Domain of Derivatives: Is f'(x)<=f(x)?

[Saracen Rue]

Just a quick question - Is it true that the domain of $f'(x)$ will always be less than or equal to the domain of the original function, for any function, $f(x)$?

 

[fresh_42]

Yes. With the exception that if you consider two functions $f,g$ where $g$ has a different (bigger) domain than $f$ and it happens that $g=f'$ on the domain of $f$. A bit artificial, I know, but the question seems a bit strange, too. That's because the first derivative of a function is a linear approximation of the function and can thus only be defined where the function itself is defined. Maybe not at some points like singularities or boundaries and therefore smaller.

 

[Saracen Rue]

Yes. With the exception that if you consider two functions $f,g$ where $g$ has a different (bigger) domain than $f$ and it happens that $g=f'$ on the domain of $f$. A bit artificial, I know, but the question seems a bit strange, too. That's because the first derivative of a function is a linear approximation of the function and can thus only be defined where the function itself is defined. Maybe not at some points like singularities or boundaries and therefore smaller.

Thank you, if you don't mind I'd like to extrapolate off this idea a little.

I'm going to go ahead and assume that because the domain of $f'(x)$ is less than or equal to the domain of $f$, the integral of $f(x)$, $F(x)$ will have a domain equal to or greater than $f(x)$.

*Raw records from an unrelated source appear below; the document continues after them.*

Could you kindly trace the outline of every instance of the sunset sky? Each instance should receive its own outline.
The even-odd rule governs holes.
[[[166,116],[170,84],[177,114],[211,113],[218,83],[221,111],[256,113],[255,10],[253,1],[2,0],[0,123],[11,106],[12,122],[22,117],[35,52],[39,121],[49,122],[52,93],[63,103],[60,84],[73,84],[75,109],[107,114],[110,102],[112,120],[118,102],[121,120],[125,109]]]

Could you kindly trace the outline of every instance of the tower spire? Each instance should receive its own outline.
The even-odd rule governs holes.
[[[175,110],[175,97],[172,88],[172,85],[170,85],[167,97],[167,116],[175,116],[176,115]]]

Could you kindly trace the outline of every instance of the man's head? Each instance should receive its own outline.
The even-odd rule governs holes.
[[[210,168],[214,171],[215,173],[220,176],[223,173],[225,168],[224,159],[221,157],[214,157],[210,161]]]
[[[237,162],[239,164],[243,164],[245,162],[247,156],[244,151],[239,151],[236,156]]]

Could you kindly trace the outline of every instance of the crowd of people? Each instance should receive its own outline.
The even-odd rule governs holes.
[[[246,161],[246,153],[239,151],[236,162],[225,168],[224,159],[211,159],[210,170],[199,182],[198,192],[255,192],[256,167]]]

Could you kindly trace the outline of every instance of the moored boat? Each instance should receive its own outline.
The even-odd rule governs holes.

Now for another little question: while I do know for sure that $f'(x)$ is always the gradient of $f(x)$ at any value of $x$, does it always also hold true that $\int _a^bf\left(x\right)dx$ will always give you the area between $f(x)$, the $x$-axis, and the lines $x=a$ and $x=b$? Or is it possible for an integral to have a value that does not reflect the area under the graph?

 

[fresh_42]

A bit difficult to answer in this generality, i.e. without any conditions on $f$.

Thank you, if you don't mind I'd like to extrapolate off this idea a little.

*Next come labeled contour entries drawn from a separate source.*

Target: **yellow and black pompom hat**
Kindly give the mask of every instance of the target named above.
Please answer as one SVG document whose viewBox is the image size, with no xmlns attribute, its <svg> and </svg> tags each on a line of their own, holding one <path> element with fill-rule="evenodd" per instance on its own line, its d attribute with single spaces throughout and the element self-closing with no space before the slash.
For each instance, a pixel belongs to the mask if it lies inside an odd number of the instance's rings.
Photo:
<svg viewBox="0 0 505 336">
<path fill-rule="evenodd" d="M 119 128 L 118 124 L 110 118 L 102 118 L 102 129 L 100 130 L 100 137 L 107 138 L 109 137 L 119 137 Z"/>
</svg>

I'm going to go ahead and assume that because the domain of $f'(x)$ is less than or equal to the domain of $f$, the integral of $f(x)$, $F(x)$ will have a domain equal to or greater than $f(x)$.

Not really. As you define the derivative as well as the integral from the perspective of $f$, how should they be defined elsewhere than $f\,$? In the case of integrals, one might integrate even at points where $f$ isn't defined, e.g. at removable singularities (holes in the graph of $f\,$). In addition there exist different concepts of integration (cp. https://www.physicsforums.com/insights/omissions-mathematics-education-gauge-integration/). But in principle you are stuck with $f$ as it is the basis of your considerations.

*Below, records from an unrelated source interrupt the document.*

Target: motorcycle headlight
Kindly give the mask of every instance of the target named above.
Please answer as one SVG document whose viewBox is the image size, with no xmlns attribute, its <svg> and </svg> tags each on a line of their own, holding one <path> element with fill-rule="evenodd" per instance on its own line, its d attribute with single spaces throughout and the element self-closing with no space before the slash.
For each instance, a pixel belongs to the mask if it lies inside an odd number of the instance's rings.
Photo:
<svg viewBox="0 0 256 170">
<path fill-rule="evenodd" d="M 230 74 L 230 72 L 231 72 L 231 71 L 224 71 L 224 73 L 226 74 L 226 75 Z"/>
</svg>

Now for another little question: while I do know for sure that $f'(x)$ is always the gradient of $f(x)$ at any value of $x$, ...

Usually it is defined that way: $f'(x) = \lim_{h \to 0} \frac{f(x+h)-f(x)}{h}$ or $f(x+v)=f(x) + \nabla_x(f)\cdot v + r(v)$ with a small correction $r$.

... does it always also hold true that $\int _a^bf\left(x\right)dx$ will always give you the area between $f(x)$, the $x$-axis, and the lines $x=a$ and $x=b$?

Not really. The easy answer is no, because $\int_0^{2\pi}\sin(x)\,dx=0$ whereas there is actually an area beneath the sine. Or take the example with a removable singularity, where area isn't really defined. In addition it depends on $f$ itself. The picture with the area is a rather real one, i.e. for real functions in one variable. For complex functions this picture breaks down.

Or is it possible for an integral to have a value that does not reflect the area under the graph?

Does my example with the sine count? I don't know a good answer actually, as there are really pathological functions out there and the risk is high to forget some of those. Despite this we probably would have to narrow down the variety of possibilities: which functions of how many variables where from defined where with or without singularities and in the end eventually with which measure. For continuous real functions $f\, : \,\mathbb{R} \rightarrow \mathbb{R}$ between two consecutive zeros, the absolute value of the integral of $f$ is the area.